Keputusan pemerintah untuk membatalkan kenaikan besaran Uang Kuliah Tunggal (UKT) yang diatur dalam Peraturan Menteri Pendidikan, Kebudayaan, Riset, dan Teknologi (Mendikbudristek) Nomor 2 Tahun 2024 telah menjadi sorotan publik.
Pembatalan ini menuai kritik dari Jaringan Pemantau Pendidikan Indonesia (JPPI). Menurut Ubaid Matraji, koordinator JPPI, langkah ini tidak menyelesaikan akar masalah yang dihadapi oleh pendidikan tinggi di Indonesia.
JPPI menilai bahwa pembatalan ini hanya sementara dan tidak disertai dengan pencabutan Permendikbudristek No. 2 Tahun 2024 serta tidak ada komitmen untuk mengembalikan status Perguruan Tinggi Negeri Berbadan Hukum (PTN-BH) menjadi Perguruan Tinggi Negeri (PTN) .
Keputusan pemerintah membatalkan kenaikan uang kuliah tunggal atau UKT tahun ini belum sepenuhnya melegakan dunia pendidikan tinggi. Sebab, beragam aturan terkait Perguruan Tinggi Negeri Berbadan Hukum atau PTN BH belum dicabut yang memungkinkan polemik berulang dan tarif UKT bisa kembali naik di tahun 2025.
Pendidikan Kebutuhan Primer, Bukan Tersier
Kapitalisasi pendidikan makin terlihat di dalam rencana kenaikan UKT. Pemerintah makin lepas tangan dalam menyelenggarakan pembiayaan pendidikan warganya. Ini terlihat dari kecilnya anggaran pendidikan yang hanya 20 persen dari APBN. Dana itu masih harus didistribusikan ke banyak pos pendidikan.
Pendidikan tinggi nantinya hanya dapat dijangkau oleh keluarga dengan taraf ekonomi menengah ke atas. Sementara anak-anak dari keluarga menengah ke bawah hanya bisa pasrah, walaupun mereka punya keinginan kuat untuk menuntut ilmu dan cita-cita yang tinggi. Ini juga jelas merupakan kezaliman karena telah merampas hak banyak rakyat Indonesia untuk bisa mengenyam pendidikan di PTN.
Dampaknya, hal ini akan mengancam kualitas sumber daya manusia (SDM) sehingga sulit bersaing di pentas global. Untuk itu, polemik UKT ini harus dihentikan, bahkan sistem liberal yang telah melahirkannya juga harus diganti dengan sistem sahih, yakni sistem Islam.

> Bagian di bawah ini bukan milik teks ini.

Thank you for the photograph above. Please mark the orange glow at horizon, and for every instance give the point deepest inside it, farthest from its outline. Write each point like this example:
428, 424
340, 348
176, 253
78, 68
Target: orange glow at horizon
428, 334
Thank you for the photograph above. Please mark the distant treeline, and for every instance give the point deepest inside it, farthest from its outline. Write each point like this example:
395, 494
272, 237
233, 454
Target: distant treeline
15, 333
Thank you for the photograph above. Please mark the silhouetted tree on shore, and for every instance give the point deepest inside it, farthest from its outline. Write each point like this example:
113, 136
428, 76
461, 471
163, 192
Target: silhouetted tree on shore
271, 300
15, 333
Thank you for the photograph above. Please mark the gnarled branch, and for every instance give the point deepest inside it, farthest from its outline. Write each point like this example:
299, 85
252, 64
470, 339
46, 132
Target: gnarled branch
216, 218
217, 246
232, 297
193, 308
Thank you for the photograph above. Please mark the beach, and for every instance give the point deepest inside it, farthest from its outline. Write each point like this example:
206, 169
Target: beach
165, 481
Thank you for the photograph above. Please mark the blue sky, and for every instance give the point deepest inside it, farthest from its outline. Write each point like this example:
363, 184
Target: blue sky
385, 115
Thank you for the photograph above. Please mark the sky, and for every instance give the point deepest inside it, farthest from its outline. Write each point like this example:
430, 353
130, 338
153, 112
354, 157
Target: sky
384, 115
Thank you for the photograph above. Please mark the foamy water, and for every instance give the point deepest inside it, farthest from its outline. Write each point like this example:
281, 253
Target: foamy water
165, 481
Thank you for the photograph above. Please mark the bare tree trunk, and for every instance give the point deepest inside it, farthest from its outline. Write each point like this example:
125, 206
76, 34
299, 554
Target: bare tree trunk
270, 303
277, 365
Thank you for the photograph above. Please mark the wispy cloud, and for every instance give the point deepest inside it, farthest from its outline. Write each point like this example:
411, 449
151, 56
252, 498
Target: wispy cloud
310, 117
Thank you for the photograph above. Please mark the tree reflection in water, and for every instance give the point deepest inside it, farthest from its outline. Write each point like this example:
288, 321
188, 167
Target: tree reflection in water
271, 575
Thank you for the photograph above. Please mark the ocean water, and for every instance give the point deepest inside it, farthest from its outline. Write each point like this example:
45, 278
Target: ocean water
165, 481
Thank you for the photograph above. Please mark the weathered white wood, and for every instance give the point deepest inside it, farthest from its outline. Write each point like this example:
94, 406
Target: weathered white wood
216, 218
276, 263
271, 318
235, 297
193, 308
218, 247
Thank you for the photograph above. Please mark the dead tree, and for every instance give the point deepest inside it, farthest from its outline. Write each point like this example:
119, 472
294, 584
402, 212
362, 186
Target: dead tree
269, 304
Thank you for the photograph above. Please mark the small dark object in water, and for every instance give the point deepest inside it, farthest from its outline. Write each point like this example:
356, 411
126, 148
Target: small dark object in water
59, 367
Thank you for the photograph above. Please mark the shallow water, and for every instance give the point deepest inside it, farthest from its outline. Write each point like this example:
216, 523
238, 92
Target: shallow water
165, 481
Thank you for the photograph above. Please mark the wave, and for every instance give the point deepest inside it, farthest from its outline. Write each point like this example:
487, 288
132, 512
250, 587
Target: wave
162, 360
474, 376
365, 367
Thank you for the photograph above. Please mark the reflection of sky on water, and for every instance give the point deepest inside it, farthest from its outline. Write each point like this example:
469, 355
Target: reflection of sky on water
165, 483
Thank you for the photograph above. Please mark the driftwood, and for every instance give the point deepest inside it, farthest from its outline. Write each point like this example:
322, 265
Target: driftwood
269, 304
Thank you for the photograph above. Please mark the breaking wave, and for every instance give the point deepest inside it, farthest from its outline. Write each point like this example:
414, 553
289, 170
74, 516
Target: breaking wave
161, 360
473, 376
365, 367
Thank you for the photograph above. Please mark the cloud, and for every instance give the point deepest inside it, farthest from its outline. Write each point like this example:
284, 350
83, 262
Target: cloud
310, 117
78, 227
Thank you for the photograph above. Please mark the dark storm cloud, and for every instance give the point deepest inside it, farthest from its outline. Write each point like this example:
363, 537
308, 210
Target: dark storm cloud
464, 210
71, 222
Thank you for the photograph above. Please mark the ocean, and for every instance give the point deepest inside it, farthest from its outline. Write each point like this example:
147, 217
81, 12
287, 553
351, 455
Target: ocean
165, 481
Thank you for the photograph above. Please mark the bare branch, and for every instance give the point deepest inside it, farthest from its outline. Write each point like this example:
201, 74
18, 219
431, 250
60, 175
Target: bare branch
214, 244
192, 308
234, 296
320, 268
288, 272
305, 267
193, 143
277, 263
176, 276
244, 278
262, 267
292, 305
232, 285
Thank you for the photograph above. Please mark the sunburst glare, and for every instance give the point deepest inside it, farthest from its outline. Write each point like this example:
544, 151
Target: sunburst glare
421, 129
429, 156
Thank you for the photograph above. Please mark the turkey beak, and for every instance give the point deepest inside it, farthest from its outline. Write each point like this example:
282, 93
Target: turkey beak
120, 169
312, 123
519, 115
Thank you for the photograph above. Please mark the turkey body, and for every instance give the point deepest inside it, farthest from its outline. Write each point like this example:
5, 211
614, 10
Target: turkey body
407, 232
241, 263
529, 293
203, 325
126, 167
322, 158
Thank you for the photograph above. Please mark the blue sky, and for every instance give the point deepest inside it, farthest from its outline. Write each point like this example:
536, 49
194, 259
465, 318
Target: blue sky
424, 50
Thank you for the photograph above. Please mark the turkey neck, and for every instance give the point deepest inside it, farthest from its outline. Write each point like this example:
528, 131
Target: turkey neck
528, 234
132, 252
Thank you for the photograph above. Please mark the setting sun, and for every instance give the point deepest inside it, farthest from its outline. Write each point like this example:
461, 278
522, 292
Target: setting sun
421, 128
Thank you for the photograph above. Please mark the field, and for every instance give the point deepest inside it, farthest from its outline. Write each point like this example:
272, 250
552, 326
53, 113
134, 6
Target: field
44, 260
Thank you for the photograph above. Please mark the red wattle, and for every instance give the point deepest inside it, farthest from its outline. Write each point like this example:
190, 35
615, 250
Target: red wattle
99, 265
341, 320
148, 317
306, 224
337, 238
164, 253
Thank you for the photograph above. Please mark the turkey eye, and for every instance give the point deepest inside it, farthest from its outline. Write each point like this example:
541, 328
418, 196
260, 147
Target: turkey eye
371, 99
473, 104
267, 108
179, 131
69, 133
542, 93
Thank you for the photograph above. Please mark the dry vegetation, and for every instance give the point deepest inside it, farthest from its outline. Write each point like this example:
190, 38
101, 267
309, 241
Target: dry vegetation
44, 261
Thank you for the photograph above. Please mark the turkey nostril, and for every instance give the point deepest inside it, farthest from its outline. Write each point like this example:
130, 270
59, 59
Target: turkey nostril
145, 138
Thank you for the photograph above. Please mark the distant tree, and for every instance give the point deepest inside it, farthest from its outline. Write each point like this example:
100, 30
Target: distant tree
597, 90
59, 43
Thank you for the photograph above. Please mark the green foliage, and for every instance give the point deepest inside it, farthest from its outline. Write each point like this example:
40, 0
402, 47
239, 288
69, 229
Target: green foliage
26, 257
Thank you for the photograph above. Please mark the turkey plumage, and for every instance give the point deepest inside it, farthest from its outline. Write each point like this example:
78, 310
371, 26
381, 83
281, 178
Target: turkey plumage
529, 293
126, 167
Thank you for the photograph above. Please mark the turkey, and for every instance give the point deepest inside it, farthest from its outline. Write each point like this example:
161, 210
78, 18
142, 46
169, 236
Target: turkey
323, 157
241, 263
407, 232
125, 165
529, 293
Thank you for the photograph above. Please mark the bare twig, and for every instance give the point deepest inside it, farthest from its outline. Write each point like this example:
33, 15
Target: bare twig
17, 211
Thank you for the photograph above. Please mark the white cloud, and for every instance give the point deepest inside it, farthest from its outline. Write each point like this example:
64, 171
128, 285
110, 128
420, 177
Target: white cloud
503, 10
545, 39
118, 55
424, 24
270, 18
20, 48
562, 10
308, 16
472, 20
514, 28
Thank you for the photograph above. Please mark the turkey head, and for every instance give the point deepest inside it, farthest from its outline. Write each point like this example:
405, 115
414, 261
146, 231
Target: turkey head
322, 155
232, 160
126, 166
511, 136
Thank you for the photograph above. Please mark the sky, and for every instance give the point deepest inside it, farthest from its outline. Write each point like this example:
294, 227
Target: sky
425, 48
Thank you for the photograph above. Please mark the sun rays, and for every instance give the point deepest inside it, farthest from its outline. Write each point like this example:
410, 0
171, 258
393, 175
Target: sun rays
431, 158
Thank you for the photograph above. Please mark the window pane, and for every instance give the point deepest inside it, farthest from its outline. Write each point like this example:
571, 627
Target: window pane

Islam Menjamin Pendidikan Warga
Cara pandang kapitalistik sungguh berbeda dengan pandangan dan pengaturan syariat Islam terhadap penyelenggaraan dan pembiayaan pendidikan. Hal ini berawal dari sabda Rasulullah saw., “Menuntut ilmu itu wajib atas setiap muslim.” (HR Ibnu Majah).
Serta hadis, “Imam/Khalifah adalah pengurus dan ia bertanggung jawab terhadap rakyat diurusnya.” (HR Muslim dan Ahmad).
Atas dasar ini, Islam menjadikan pendidikan sebagai salah satu kebutuhan pokok (primer) rakyat yang disediakan oleh negara dan diberikan kepada rakyat dengan biaya murah, bahkan sangat mungkin gratis. Selain itu, semua individu rakyat mendapatkan kesempatan yang sama untuk bisa menikmati pendidikan pada berbagai jenjang, mulai dari prasekolah, dasar, menengah, hingga pendidikan tinggi.
Dalam Islam, sumber pembiayaan pendidikan bisa berasal dari sejumlah pihak, yakni dari individu warga secara mandiri, infak/donasi/wakaf dari umat untuk keperluan pendidikan, serta pembiayaan dari negara. Bagian pembiayaan dari negara inilah yang porsinya terbesar.
Islam juga menetapkan sejumlah pos pemasukan negara di baitulmal untuk memenuhi anggaran pendidikan. Di antaranya dari pendapatan kepemilikan umum seperti tambang minerba dan migas, juga fai, kharaj, jizyah, dan dharibah (pajak). Khusus untuk pajak, hanya diambil dari rakyat pada saat kas baitulmal kosong dan hanya diambil dari orang kaya laki-laki saja.
Sementara itu, jaminan dan realisasi pembiayaan pendidikan oleh negara, yakni berupa pembangunan infrastruktur, sarana dan prasarana pendidikan, anggaran yang menyejahterakan untuk gaji pegawai dan tenaga pengajar, serta asrama dan kebutuhan hidup para pelajar termasuk uang saku mereka.